Les Cowboys (2016; Thomas Bidegain)
GRADE: B-
By Daniel Barnes
Long-time Jacques Audiard collaborator Thomas Bidegain makes his directorial debut with this steely-eyed odd duck. It’s precisely the kind of terse tangle of cultural collisions and heavyhanded genre tropes that you would expect from the man who co-wrote Rust and Bone and Dheepan.
Les Cowboys opens on the French prairie, establishing a seemingly contented, pre-9/11 world of bow-legged, Tennessee Waltz-ing weekend cowboys and then almost immediately destabilizing it. When his daughter goes missing at a country fair, possibly following her radical Muslim boyfriend out of the country, determined dad Alain (François Damiens) begins a years-long, globe-spanning search that costs him his marriage and possibly his sanity.

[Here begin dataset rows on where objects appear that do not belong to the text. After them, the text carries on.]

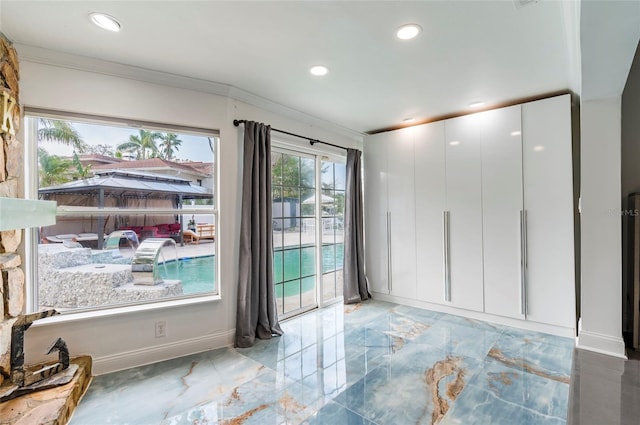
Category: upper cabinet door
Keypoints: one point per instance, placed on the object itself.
(548, 200)
(401, 206)
(430, 206)
(501, 210)
(375, 211)
(464, 205)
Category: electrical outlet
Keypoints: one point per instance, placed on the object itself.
(161, 328)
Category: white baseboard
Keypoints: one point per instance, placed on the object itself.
(600, 343)
(158, 353)
(507, 321)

The first half of Les Cowboys unfurls as an almost beat-for-beat contemporary analog of The Searchers, with Alain’s more emotionally measured but equally obsessive son Kid in the Jeffrey Hunter role. However, just when it feels like the film is starting to write itself, another massive twist at the halfway mark completely flips the script, and not necessarily in the right way.
There’s a lot of unique atmosphere in those early scenes, but that gets tabled for a broader and more common take on global politics, and Les Cowboys gets messier the more it tries to fit in its mouth. As with a lot of the Audiard films, though, it’s hard to dismiss something this visceral and ambitious, even if it doesn’t necessarily work.